Nesse sentido, a análise da bodycam do sargento e do boletim de ocorrência da ação anterior, que também resultou em morte, mostram que o PM agiu em “desproporcionalidade flagrante”.
“Diante desse contexto, a medida cautelar de suspensão do exercício da função pública revela-se necessária e proporcional, a fim de preservar a integridade da instrução criminal, evitar a reiteração de condutas lesivas e resguardar a confiança da sociedade nas instituições de segurança pública”, afirmou o MPSP na representação que pediu o afastamento cautelar dos militares.
PM da Rota matou policial civil
- Filho de Mario, o sargento Marcus Augusto Costa Mendes está sendo investigado por homicídio qualificado e foi afastado cautelarmente da Rota pelo prazo inicial de 90 dias, por determinação da Justiça, após a morte do policial civil Rafael Moura.

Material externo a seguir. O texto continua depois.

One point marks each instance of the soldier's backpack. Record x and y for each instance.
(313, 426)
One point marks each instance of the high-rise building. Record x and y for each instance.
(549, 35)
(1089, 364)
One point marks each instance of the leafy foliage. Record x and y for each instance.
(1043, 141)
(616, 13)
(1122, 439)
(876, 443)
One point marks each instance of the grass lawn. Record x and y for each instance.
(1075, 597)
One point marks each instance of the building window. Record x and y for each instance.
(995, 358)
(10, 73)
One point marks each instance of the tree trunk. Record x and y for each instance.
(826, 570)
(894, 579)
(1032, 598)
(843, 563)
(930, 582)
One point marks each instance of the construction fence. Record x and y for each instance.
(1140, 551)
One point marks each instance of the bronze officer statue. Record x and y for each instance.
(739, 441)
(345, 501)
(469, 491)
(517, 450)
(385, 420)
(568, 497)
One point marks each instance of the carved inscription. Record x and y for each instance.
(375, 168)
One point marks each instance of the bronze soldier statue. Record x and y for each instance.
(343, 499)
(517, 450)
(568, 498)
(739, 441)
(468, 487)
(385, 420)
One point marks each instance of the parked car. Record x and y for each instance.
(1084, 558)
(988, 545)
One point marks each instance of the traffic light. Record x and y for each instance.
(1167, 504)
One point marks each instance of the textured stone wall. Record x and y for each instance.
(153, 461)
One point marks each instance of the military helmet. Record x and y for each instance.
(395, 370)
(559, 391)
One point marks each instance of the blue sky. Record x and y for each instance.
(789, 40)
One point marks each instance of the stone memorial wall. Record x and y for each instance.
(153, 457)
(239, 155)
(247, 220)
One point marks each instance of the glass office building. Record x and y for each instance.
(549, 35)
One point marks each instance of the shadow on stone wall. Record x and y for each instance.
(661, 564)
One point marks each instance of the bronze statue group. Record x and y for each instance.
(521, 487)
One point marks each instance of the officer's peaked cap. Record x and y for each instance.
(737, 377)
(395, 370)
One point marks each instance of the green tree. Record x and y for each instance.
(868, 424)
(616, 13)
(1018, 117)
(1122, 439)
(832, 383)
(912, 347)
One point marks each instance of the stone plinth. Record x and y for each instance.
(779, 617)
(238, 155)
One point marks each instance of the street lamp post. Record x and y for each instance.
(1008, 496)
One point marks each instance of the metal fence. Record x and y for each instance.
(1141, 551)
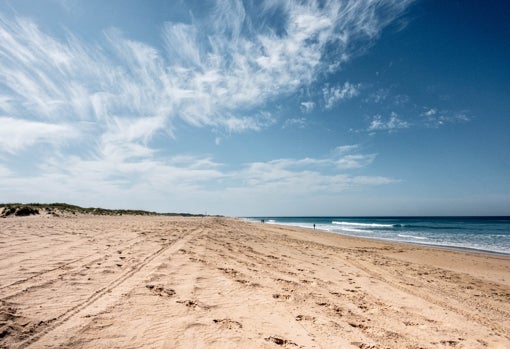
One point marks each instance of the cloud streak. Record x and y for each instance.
(108, 101)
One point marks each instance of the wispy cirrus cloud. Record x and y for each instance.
(333, 95)
(18, 134)
(115, 95)
(433, 117)
(391, 124)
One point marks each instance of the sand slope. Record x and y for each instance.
(162, 282)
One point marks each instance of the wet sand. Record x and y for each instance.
(172, 282)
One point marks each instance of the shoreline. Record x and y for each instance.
(215, 282)
(433, 245)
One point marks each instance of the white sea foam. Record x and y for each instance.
(412, 236)
(366, 225)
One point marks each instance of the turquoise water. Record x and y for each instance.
(488, 234)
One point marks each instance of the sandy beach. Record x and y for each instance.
(175, 282)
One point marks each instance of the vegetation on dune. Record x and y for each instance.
(60, 209)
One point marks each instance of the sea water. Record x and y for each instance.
(487, 234)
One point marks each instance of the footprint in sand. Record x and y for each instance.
(280, 341)
(160, 290)
(228, 324)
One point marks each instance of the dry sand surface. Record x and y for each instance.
(171, 282)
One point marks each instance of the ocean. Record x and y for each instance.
(484, 234)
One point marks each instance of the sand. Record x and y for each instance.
(172, 282)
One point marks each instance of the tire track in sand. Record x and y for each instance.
(116, 285)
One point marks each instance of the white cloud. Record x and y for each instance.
(353, 161)
(116, 94)
(211, 68)
(334, 95)
(436, 118)
(295, 122)
(16, 134)
(393, 123)
(307, 107)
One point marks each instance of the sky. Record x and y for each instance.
(257, 108)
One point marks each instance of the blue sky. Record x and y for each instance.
(257, 107)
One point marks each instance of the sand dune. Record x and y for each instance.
(171, 282)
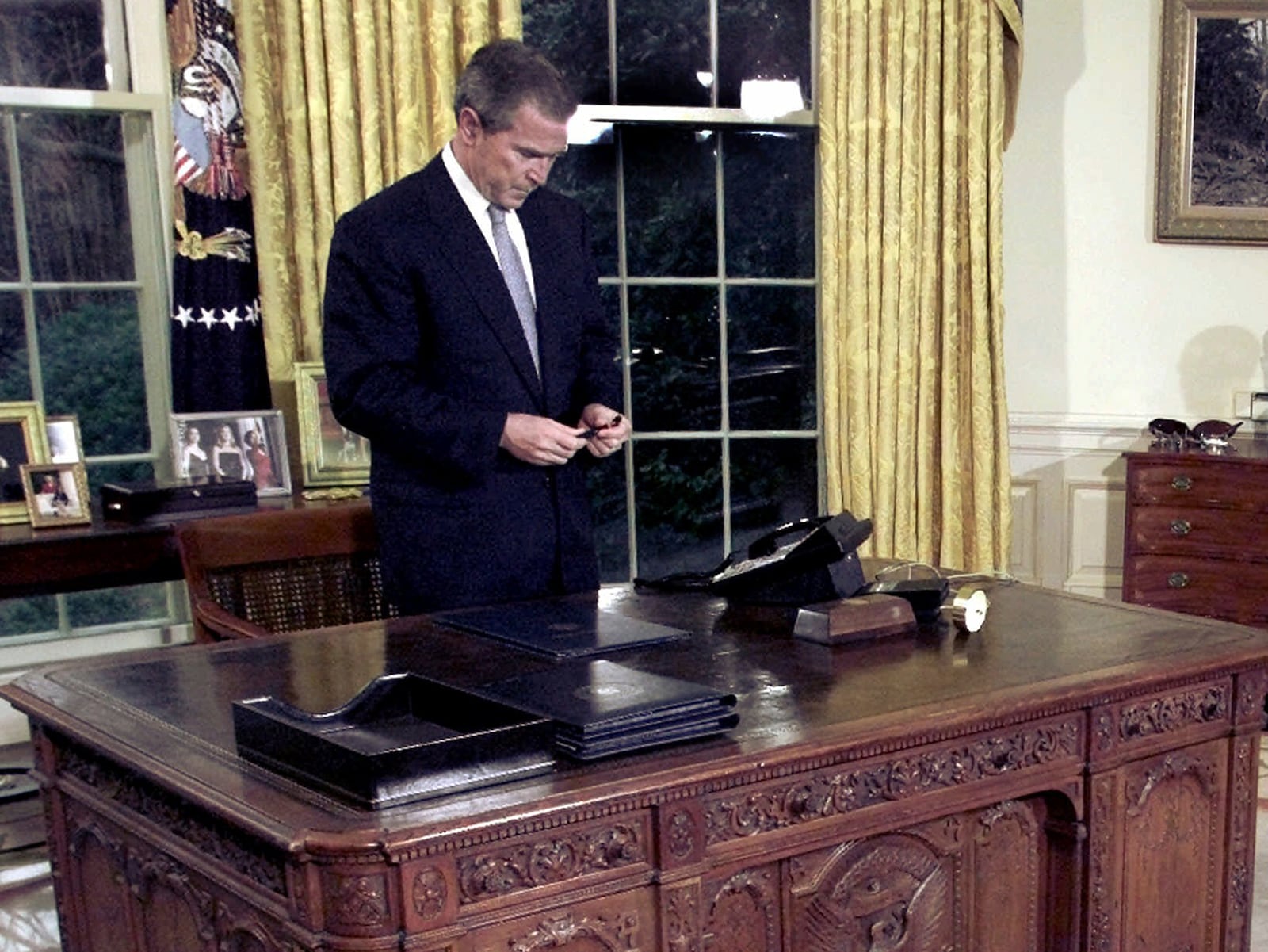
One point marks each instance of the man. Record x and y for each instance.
(475, 414)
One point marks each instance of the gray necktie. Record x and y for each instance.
(517, 281)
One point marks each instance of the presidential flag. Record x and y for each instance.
(217, 332)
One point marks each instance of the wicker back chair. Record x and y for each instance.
(281, 571)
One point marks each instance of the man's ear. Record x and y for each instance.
(469, 126)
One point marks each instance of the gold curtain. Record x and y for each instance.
(916, 97)
(342, 97)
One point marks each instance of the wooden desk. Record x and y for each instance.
(101, 556)
(1078, 774)
(82, 558)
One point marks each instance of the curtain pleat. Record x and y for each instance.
(916, 101)
(342, 97)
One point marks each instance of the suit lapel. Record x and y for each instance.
(544, 253)
(468, 253)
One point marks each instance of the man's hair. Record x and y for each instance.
(504, 75)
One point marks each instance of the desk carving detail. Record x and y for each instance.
(944, 767)
(175, 816)
(488, 876)
(1174, 711)
(619, 933)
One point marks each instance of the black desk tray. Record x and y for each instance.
(401, 738)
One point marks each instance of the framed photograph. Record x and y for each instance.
(331, 454)
(23, 440)
(56, 493)
(245, 445)
(65, 444)
(1213, 129)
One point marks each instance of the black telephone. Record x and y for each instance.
(799, 563)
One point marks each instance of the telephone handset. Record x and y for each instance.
(799, 563)
(803, 562)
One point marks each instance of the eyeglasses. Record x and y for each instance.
(1209, 433)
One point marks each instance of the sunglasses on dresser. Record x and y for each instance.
(1209, 433)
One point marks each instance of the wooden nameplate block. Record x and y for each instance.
(856, 619)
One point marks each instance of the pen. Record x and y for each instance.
(594, 431)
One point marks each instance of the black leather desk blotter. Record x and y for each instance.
(602, 708)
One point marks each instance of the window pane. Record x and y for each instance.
(25, 617)
(770, 203)
(75, 188)
(52, 44)
(109, 606)
(771, 357)
(674, 359)
(574, 33)
(678, 491)
(14, 373)
(762, 40)
(773, 482)
(99, 473)
(8, 226)
(587, 173)
(671, 202)
(663, 52)
(90, 357)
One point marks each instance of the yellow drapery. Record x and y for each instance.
(916, 101)
(342, 97)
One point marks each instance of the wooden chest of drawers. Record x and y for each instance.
(1196, 535)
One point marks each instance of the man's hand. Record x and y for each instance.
(539, 440)
(602, 429)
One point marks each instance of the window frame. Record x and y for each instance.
(135, 38)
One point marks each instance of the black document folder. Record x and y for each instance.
(560, 628)
(602, 708)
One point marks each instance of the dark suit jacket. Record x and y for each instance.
(425, 357)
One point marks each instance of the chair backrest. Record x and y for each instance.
(281, 571)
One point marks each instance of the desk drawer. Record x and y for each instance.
(1198, 531)
(1217, 588)
(1227, 484)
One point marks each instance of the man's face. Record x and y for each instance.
(509, 164)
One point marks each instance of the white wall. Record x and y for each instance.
(1101, 319)
(1105, 327)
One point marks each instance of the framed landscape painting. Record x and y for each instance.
(23, 440)
(1213, 129)
(331, 454)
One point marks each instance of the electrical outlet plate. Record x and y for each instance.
(1251, 404)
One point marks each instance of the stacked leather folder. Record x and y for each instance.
(602, 708)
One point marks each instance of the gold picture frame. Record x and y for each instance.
(1209, 186)
(331, 454)
(245, 444)
(57, 495)
(65, 442)
(23, 440)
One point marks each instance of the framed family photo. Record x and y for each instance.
(23, 440)
(244, 445)
(1213, 129)
(331, 454)
(65, 444)
(56, 493)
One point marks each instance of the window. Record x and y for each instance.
(84, 154)
(694, 154)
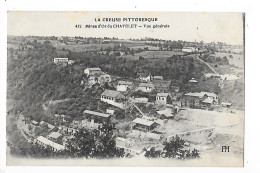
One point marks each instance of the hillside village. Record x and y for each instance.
(145, 108)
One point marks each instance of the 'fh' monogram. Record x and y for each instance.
(225, 148)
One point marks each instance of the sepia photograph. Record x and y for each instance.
(125, 88)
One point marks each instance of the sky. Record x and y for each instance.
(207, 27)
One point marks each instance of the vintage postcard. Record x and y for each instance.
(125, 88)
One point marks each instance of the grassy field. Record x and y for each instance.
(233, 91)
(152, 55)
(84, 47)
(237, 60)
(228, 130)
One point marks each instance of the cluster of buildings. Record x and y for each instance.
(120, 98)
(96, 76)
(63, 61)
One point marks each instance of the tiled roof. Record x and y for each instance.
(50, 143)
(146, 85)
(96, 113)
(143, 121)
(110, 93)
(162, 94)
(125, 83)
(54, 135)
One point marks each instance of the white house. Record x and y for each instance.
(60, 60)
(93, 71)
(189, 49)
(192, 80)
(124, 85)
(114, 98)
(163, 98)
(145, 87)
(46, 142)
(144, 76)
(100, 79)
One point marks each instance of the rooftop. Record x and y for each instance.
(110, 93)
(50, 143)
(146, 85)
(192, 80)
(143, 121)
(125, 83)
(201, 94)
(162, 94)
(208, 100)
(226, 103)
(96, 113)
(166, 112)
(143, 75)
(54, 135)
(94, 69)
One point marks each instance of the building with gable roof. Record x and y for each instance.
(114, 98)
(163, 98)
(93, 71)
(145, 87)
(198, 99)
(124, 85)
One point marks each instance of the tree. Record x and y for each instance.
(152, 153)
(99, 143)
(141, 58)
(174, 149)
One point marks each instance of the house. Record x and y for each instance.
(35, 122)
(70, 62)
(199, 99)
(145, 87)
(55, 136)
(226, 104)
(110, 111)
(166, 113)
(48, 143)
(114, 98)
(189, 49)
(161, 85)
(92, 80)
(50, 127)
(144, 76)
(122, 142)
(68, 130)
(124, 86)
(156, 78)
(139, 100)
(61, 60)
(97, 117)
(99, 78)
(93, 71)
(163, 98)
(192, 81)
(144, 124)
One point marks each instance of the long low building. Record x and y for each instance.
(97, 117)
(114, 98)
(144, 124)
(46, 142)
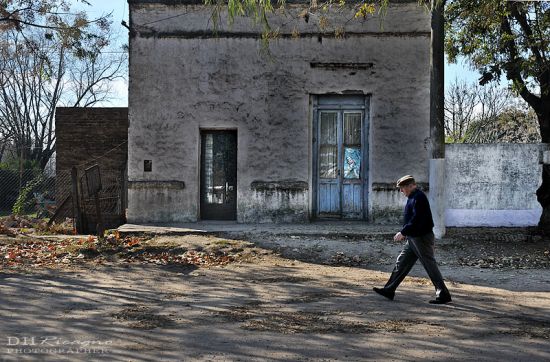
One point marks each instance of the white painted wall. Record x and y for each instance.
(493, 184)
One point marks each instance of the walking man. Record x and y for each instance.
(417, 231)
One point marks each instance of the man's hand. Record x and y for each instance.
(399, 237)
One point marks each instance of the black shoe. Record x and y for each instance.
(442, 299)
(384, 292)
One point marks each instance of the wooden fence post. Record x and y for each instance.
(77, 214)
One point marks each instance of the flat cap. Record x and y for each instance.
(405, 180)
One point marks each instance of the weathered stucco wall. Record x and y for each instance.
(184, 78)
(493, 184)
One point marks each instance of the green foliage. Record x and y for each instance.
(513, 125)
(25, 201)
(504, 37)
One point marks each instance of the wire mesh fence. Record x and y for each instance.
(30, 191)
(44, 194)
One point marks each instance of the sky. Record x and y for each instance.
(119, 11)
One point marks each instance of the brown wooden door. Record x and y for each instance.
(218, 194)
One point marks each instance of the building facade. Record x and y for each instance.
(320, 125)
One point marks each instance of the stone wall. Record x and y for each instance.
(88, 136)
(84, 134)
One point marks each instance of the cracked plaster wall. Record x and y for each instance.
(182, 80)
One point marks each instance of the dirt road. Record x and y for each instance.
(264, 306)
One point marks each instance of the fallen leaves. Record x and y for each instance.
(30, 252)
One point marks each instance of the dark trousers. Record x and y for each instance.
(421, 247)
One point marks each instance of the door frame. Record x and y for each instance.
(202, 130)
(340, 103)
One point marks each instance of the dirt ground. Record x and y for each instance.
(261, 296)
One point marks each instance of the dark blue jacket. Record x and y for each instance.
(418, 215)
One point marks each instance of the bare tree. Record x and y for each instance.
(42, 69)
(460, 104)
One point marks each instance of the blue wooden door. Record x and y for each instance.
(340, 158)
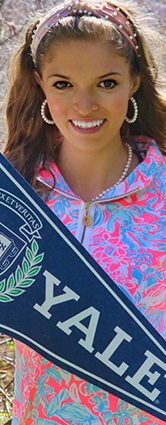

- Moura, agente de telecomunicações do 3º Cerco da Polícia Civil de São Paulo, estava em uma incursão com um colega no Capão Redondo, na zona sul de São Paulo, no dia 11 de julho.
- Em uma viela do bairro, Marcus e o cabo Robson Santos Barreto, também da Rota, encontraram Moura junto de outro policial civil.
- Os investigadores estavam com distintivo e chegaram ao local em viatura caracterizada. Ainda assim, Marcus atirou quatro vezes, e alegou que acreditava se tratar de traficantes.
- Moura foi atingido por três tiros, e foi internado em estado gravíssimo no Hospital das Clínicas, onde morreu nessa quarta (16/7).
- O policial civil foi velado na Academia da Polícia Civil, na zona oeste de São Paulo, e sepultado no Cemitério da Saudade, em Taboão da Serra, na região metropolitana.
- Com a investigação, Marcus e Robson podem ser expulsos da PM e presos por homicídio. As imagens da bodycam dos agentes ainda não foram divulgadas publicamente.
- Um mês antes do episódio em que Moura foi baleado, a dupla Marcus e Robson esteve em outra ocorrência com resultado letal no Capão Redondo, a 500 metros da viela onde encontraram os policiais civis. O fato pesou para que os agentes fossem afastados e investigados.